Islamabad, leader cristiano incriminato per blasfemia con false accuse
Islamabad (AsiaNews) - Le norme sulla blasfemia in Pakistan sono ancora una volta pretesto per colpire - senza prove - esponenti delle minoranze religiose. Il reverendo Zafar Bhatti, presidente della Jesus World Mission, si trova in carcere con l'accusa di aver violato la "legge nera"; in queste ore i giudici stanno decidendo se accogliere o meno l'istanza di appello e ordinare il rilascio su cauzione. Egli è rinchiuso con l'accusa di aver inviato sms telefonici con un contenuto offensivo nei confronti dell'islam e del profeta Maometto da un leader musulmano. Secca la replica di leader cattolici e attivisti per i diritti umani, che sostengono l'innocenza dell'uomo e parlano di "pressioni" sulla polizia ed errori procedurali negli atti dell'inchiesta.
Il rev. Bhatti è originario di Karachi, ma nel 2010 si è trasferito a Lahore, nella colonia di Nawaz Sharif dove ha vissuto per due anni. Egli ha lavorato a lungo in difesa dei diritti dei cristiani e delle minoranze religiose. Di recente, il 10 luglio scorso, ha deciso di traslocare di nuovo con la famiglia, alla volta della capitale Islamabad. Il giorno successivo, a sorpresa, è stata presentata una denuncia a suo carico presso la polizia di New Town, a Rawalpindi, da parte di Ahmed Khan, vice-segretario del movimento islamico Jamat Ehl-e-Sunnat.
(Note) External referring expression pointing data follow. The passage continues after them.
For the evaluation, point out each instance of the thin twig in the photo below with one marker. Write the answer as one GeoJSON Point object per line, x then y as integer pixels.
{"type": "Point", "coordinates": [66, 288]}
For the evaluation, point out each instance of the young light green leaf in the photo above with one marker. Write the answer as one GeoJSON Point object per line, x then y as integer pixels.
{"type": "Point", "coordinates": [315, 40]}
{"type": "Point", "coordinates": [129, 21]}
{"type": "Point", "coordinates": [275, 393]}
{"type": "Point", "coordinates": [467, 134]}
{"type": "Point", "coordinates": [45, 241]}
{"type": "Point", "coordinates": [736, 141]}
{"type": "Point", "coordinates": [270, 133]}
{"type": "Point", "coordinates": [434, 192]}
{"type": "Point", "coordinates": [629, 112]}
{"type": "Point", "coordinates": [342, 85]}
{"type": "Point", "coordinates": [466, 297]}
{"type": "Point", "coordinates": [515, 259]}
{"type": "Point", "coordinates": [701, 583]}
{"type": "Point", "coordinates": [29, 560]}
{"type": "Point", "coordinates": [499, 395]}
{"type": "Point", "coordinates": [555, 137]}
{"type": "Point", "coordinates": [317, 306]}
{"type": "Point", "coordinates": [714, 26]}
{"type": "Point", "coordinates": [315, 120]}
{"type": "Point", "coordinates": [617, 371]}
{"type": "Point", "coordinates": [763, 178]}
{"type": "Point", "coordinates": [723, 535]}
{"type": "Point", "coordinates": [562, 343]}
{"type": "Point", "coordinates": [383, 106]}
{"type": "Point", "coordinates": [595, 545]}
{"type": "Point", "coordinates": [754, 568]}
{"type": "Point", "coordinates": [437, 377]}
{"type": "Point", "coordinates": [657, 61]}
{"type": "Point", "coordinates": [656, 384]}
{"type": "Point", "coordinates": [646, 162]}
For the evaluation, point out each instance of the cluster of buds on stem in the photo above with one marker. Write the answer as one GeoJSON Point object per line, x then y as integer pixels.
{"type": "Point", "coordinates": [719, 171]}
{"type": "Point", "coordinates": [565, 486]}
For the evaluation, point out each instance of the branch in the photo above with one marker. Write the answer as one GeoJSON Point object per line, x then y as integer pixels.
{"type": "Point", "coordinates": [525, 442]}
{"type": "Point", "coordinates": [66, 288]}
Secondo il rapporto degli agenti, Khan avrebbe ricevuto sul proprio numero di telefono alcuni messaggi - da parte di un numero visibile, ma non registrato in memoria - contenente linguaggio oltraggioso nei confronti della madre di Maometto. Egli si è rivolto alla polizia, minacciando di movimentare l'ala estremista se gli agenti non avessero aperto un fascicolo per blasfemia, alla sezione 295-C del Codice penale.
La vicenda presenta diversi aspetti poco chiari, tra i quali lo stesso capo di accusa nei confronti del reverendo cristiano. Per legge chi viola gli articoli 295 B e C del Cpp rischia anche la pena di morte. Tuttavia, l'offesa nei confronti della madre del profeta è regolata dalla sezione 295 A e prevede pene più lievi.
Il 16 luglio gli agenti hanno arrestato Bhatti e la cognata Nasreen Bibi e, durante il regime di custodia cautelare, lo hanno sottoposto a torture e abusi per estorcere una confessione mai arrivata. Egli respinge infatti con sdegno l'accusa e si dichiara innocente. La moglie si è rivolta agli attivisti di All Pakistan Minorities Alliance (Apma), l'associazione fondata da Shahbaz Bhatti, chiedendo giustizia. Oggi è prevista l'udienza in tribunale per decidere sulla richiesta di rilascio dietro cauzione.
Khalid Jill, di Apma, sottolinea che "Zafar Bhatti è innocente" e "daremo battaglia per liberarlo". Egli aggiunge che la polizia ha aperto un fascicolo "dietro pressioni" e "ci appelleremo contro l'errore relativo all'articolo di legge nella citazione in giudizio". Gli fa eco mons. Rufin Anthony, vescovo di Islamabad/Rawalpindi, che si chiede "come la polizia può essere così sicura" dell'identità del colpevole. E aggiunge: "è chiaro - rivela il prelato - che in questo caso siamo al cospetto di una vicenda frutto di inimicizie personali", probabilmente legate alla proprietà di alcuni terreni.